Sebuah ikon Alexander Agung Sebuah studi baru menemukan bahwa mosaik yang ditemukan di Pompeii diperoleh sekitar 2 juta kepingnya dari tambang yang berada jauh di luar kerajaan kuno Alexander.
Meskipun kerajaan Alexander membentang dari Balkan hingga Pakistan modern, potongan-potongan batu dan mineral, atau tesserae, berasal dari tambang di seluruh Eropa – termasuk di Italia dan Semenanjung Iberia – serta dari Tunisia, menurut penelitian tersebut. diterbitkan Rabu (15 Januari) di jurnal PLOS Satu.
Apa itu Mosaik Alexander?
Mosaik berusia sekitar 2.000 tahun itu terkubur di Pompeii ketika Gunung Vesuvius meletus pada tahun 79 M. Mosaik ini ditemukan pada tahun 1831, ketika para arkeolog menemukannya di “domus” sebuah keluarga kaya yang dikenal sebagai Rumah Faun, dan sekarang dipajang. di Museum Arkeologi Nasional Napoli.

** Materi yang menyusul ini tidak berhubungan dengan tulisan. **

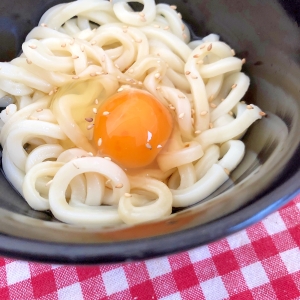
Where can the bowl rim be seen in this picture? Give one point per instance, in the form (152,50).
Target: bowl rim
(141,249)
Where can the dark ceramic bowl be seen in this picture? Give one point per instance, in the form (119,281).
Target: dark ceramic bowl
(266,33)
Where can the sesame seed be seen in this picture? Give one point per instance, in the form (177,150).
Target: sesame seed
(226,171)
(75,165)
(263,114)
(211,98)
(49,182)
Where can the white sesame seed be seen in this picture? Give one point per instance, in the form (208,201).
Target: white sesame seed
(89,127)
(75,165)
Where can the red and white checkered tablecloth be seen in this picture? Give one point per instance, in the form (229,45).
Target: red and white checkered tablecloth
(261,262)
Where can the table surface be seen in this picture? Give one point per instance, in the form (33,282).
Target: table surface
(261,262)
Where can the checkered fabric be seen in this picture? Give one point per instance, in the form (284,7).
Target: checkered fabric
(261,262)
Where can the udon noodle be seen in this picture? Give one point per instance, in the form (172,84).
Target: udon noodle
(80,54)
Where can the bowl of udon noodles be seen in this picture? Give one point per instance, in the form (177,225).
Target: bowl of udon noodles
(135,129)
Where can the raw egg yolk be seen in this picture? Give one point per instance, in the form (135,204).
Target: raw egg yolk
(131,128)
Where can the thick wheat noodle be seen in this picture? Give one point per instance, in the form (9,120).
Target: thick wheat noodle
(70,66)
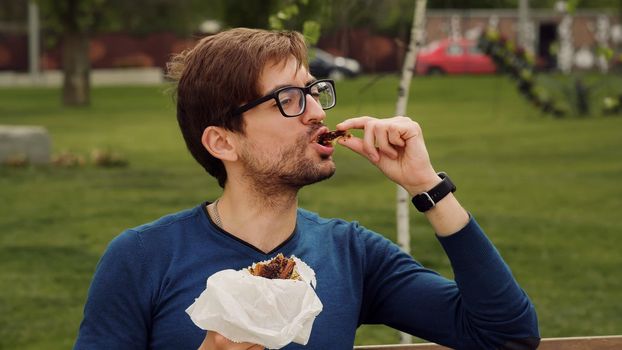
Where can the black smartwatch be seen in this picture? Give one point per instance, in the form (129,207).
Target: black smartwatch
(427,200)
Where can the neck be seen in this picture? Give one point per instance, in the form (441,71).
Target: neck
(262,220)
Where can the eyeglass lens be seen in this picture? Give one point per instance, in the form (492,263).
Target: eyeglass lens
(292,100)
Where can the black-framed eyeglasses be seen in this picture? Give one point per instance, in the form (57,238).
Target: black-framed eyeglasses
(292,100)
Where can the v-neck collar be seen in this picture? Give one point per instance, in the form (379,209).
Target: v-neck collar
(242,242)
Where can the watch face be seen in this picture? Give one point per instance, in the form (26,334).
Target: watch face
(423,202)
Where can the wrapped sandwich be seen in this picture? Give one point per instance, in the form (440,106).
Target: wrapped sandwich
(271,303)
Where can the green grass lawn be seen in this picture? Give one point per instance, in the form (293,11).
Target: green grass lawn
(547,191)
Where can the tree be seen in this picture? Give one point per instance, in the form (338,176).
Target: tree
(71,23)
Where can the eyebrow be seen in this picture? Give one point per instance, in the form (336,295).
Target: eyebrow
(309,82)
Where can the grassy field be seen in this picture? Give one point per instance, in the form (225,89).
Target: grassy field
(547,192)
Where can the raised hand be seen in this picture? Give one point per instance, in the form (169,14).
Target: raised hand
(396,146)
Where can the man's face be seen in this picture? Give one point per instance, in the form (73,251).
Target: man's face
(279,152)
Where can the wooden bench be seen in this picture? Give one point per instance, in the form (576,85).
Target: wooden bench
(613,342)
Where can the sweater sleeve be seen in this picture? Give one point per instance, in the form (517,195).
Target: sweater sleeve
(117,310)
(484,308)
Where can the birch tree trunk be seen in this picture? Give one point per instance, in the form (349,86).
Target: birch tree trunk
(416,40)
(564,30)
(76,69)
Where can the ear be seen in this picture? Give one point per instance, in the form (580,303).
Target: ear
(219,143)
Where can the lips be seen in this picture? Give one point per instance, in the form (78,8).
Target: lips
(320,131)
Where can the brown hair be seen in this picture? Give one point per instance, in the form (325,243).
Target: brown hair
(219,74)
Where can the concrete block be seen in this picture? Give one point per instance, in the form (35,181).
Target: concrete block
(32,142)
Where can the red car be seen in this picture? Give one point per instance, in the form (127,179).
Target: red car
(453,57)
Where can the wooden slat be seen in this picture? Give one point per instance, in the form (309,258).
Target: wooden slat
(611,342)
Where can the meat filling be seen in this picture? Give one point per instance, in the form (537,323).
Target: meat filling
(327,138)
(279,267)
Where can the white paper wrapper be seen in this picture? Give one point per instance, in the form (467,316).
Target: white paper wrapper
(247,308)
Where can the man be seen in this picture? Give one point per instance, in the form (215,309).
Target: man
(251,115)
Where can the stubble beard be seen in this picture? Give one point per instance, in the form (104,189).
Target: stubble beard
(275,176)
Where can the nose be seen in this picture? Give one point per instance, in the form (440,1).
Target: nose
(314,113)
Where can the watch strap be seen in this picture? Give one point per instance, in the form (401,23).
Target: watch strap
(427,200)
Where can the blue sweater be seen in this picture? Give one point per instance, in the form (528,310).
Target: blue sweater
(149,275)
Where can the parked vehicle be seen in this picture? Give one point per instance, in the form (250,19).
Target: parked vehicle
(449,56)
(324,65)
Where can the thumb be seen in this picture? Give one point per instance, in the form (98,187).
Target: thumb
(356,144)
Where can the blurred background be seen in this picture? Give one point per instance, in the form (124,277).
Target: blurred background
(521,102)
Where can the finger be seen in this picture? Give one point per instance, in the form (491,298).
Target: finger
(395,137)
(369,142)
(354,123)
(382,141)
(355,144)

Mosaik Alexander dianggap sebagai “mosaik terpenting pada zaman Romawi,” tulis para penulis dalam penelitian tersebut. Ini menggambarkan Alexander, yang memerintah dari tahun 336 hingga 323 SM, dan tentara Makedonia menang atas Persia raja Darius III dan pasukannya. Satu-satunya pohon di latar belakang mengisyaratkan bahwa ini adalah Pertempuran Issus, yang terjadi pada tahun 333 SM di tempat yang sekarang menjadi perbatasan Turki-Suriah. Menurut teks-teks Arab dan abad pertengahan, termasuk dari Marco Polo, pertempuran ini dikenal oleh penduduk setempat sebagai “pertempuran pohon kering” (atau “pohon soliter”), tulis para peneliti dalam penelitian tersebut.
Terkait: Mengapa Alexander Agung tidak menyerang Roma?
Pada tahun 2020, Museum Arkeologi Nasional Napoli meluncurkan proyek restorasi yang memerlukan studi mosaik secara non-invasif. Tim ini menggunakan beberapa teknik, termasuk portable X-ray fluorescence (pXRF), yang menggunakan sinar-X untuk membantu mengidentifikasi unsur-unsur dalam suatu objek. Mereka menemukan bahwa “tesserae terdiri dari sepuluh jenis warna yang dipadukan secara ahli untuk meningkatkan efek artistik yang menjadi ciri khas Alexander Mosaik,” tulis para peneliti dalam penelitian tersebut.
10 warna tersebut mencakup nuansa putih, coklat, merah, kuning, merah muda, hijau, abu-abu, biru, hitam dan vitreous (kaca), yang memiliki beragam tekstur mikro yang “dikombinasikan secara ahli untuk meningkatkan efek artistik dari karya seni ,' tulis para peneliti di makalah tersebut.
Para perajin kuno memberikan perhatian khusus pada wajah Alexander, kata tim tersebut. Ini “terdiri dari beberapa warna tesserae merah muda dengan perubahan besar dalam efek pendaran yang kemungkinan besar terkait dengan komposisi kimia tesserae yang berbeda,” tulis mereka dalam penelitian tersebut. Detail seperti ini menjelaskan mengapa ini “mungkin merupakan representasi wajahnya yang paling ikonik dan terkenal dalam seni kuno,” kata mereka.
Mengenai asal usul tesserae, para ilmuwan mengamati tambang yang digunakan di dalamnya Roma kali. Misalnya, “Beberapa tessera putih mungkin ada hubungannya dengan Marmor Lunensis [white crystalline limestone] dari tambang Apuan Alps (Italia), yang mulai ditambang marmer pada abad ke-1 SM dan tidak lagi digunakan mulai abad ke-3 M,” tulis tim dalam penelitian tersebut.
Sementara itu, tesserae berwarna merah muda pekat mungkin berasal dari Portugal, beberapa balok kuning mungkin berasal dari kota Romawi Simitthus di tempat yang sekarang disebut Tunisia, dan potongan merah tua mungkin berasal dari Tanjung Matapan, Yunani, tulis mereka.
Tim juga mendeteksi jejak lilin alami dan mineral gipsum, yang kemungkinan diterapkan sebagai lapisan pelindung selama proyek restorasi di era modern, tulis tim dalam penelitian tersebut.
Investigasi endoskopi pada bagian belakang mosaik menunjukkan “banyak bagian kosong” yang mungkin terlewatkan oleh zat berbasis gipsum, yang kemungkinan ditambahkan untuk mendukung struktur selama transit dari Pompeii ke museum. “Potensi kelemahan ini harus dipertimbangkan selama restorasi,” tulis para peneliti dalam studi tersebut.